A polícia foi ouvir Franco sobre as mensagens que trocou com Cacai. O policial confirmou que o alvo da conversa era Escobar e que foi o “único assunto” que tratou com o interlocutor por telefone num período “de dez a 15 dias”. No vídeo de 11 minutos que registrou o depoimento, ao qual a Pública teve acesso, o coronel disse que “o Jorge Caiado me passou o telefone do Cacai em fevereiro de 2019”. “O Jorge me passava algumas demandas e tal, as legais a gente resolvia. Por exemplo, [alguém] roubou um carro, a gente recuperava na hora antes de fazer a ocorrência.”
Segundo Franco, Jorge disse que havia “um diretor do DEM em Anápolis” que estava sendo “ameaçado por um rapaz”. Franco disse que foi levando o assunto “com a barriga”, pois Cacai “não falava coisa com coisa”, não explicava “porque ele estava sendo ameaçado”. Ele ponderou, no depoimento à polícia, que a Rotam não poderia ser usada para “interesses difusos”.

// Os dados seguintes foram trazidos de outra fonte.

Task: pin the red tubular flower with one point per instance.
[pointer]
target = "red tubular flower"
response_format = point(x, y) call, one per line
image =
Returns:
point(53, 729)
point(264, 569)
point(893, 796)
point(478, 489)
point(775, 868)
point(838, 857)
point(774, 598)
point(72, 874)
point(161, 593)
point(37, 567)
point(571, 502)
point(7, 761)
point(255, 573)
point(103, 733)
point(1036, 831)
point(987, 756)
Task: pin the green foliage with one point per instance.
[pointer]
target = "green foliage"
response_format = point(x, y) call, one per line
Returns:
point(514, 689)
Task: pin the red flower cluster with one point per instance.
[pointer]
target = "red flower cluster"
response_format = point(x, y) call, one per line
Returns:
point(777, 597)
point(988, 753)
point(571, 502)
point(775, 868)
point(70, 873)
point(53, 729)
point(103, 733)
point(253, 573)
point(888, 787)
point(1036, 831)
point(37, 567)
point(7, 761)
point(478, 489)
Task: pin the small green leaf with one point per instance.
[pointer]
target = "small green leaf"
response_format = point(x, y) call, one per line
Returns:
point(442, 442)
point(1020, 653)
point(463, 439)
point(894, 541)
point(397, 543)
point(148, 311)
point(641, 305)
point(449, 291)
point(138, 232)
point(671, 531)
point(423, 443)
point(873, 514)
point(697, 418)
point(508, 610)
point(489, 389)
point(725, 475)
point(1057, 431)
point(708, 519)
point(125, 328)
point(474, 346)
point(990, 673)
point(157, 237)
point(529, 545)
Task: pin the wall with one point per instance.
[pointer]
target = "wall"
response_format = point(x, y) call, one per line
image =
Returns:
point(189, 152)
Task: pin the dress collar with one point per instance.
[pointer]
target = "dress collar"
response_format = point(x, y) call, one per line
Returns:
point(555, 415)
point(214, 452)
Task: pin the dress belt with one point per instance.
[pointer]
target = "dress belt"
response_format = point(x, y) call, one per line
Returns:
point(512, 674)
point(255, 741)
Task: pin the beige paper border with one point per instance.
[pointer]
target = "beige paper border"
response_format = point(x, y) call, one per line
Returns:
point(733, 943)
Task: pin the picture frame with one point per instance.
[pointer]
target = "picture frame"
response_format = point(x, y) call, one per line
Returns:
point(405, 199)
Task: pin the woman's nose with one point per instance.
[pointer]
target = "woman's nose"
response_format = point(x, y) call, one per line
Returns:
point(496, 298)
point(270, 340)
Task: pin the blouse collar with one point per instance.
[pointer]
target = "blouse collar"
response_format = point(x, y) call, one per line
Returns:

Ainda em fevereiro de 2019, continuou Franco no depoimento à polícia, Cacai “apareceu lá na Rotam” acompanhado de Jorge Caiado e de um terceiro homem cujo nome não soube dizer. Segundo Franco, Cacai novamente relatou que “tinha medo de morrer”. Enfim, revelou que Escobar tinha trabalhado na campanha e “doado dinheiro para a campanha e estaria exigindo os benefícios pós-campanha”. Cacai teria dito que Escobar poderia ser pego “com arma, drogas, essas coisas”. O coronel indagou se Escobar tinha algum envolvimento passado com esses ilícitos, ao que Cacai negou, e por fim acrescentou o seguinte, nas palavras do PM: “Não tem isso aí, não. Mas pelo caso, pelo jeito que tá indo e ninguém consegue pegar e resolver, só matando”.
Franco teria indagado: “Senhor Carlos, o senhor quer isso?”. Cacai teria respondido: “É o jeito”.
O coronel perguntou se Cacai tinha oferecido algum cargo para Escobar, mas que seu ex-aliado não queria porque achava os cargos sugeridos “muito aquém do que ele quer”. O PM sugeriu que se buscasse um cargo, junto ao governador, para aplacar as cobranças de Escobar. Cacai disse, segundo o coronel, que “começou a citar o assunto” com um assessor do governador e “recebeu foi pedrada” porque “tinha que conhecer com quem andava primeiro para não ter problema” e que “o governador não tinha que saber disso, não, senão ia [sic] ficar como incompetentes”.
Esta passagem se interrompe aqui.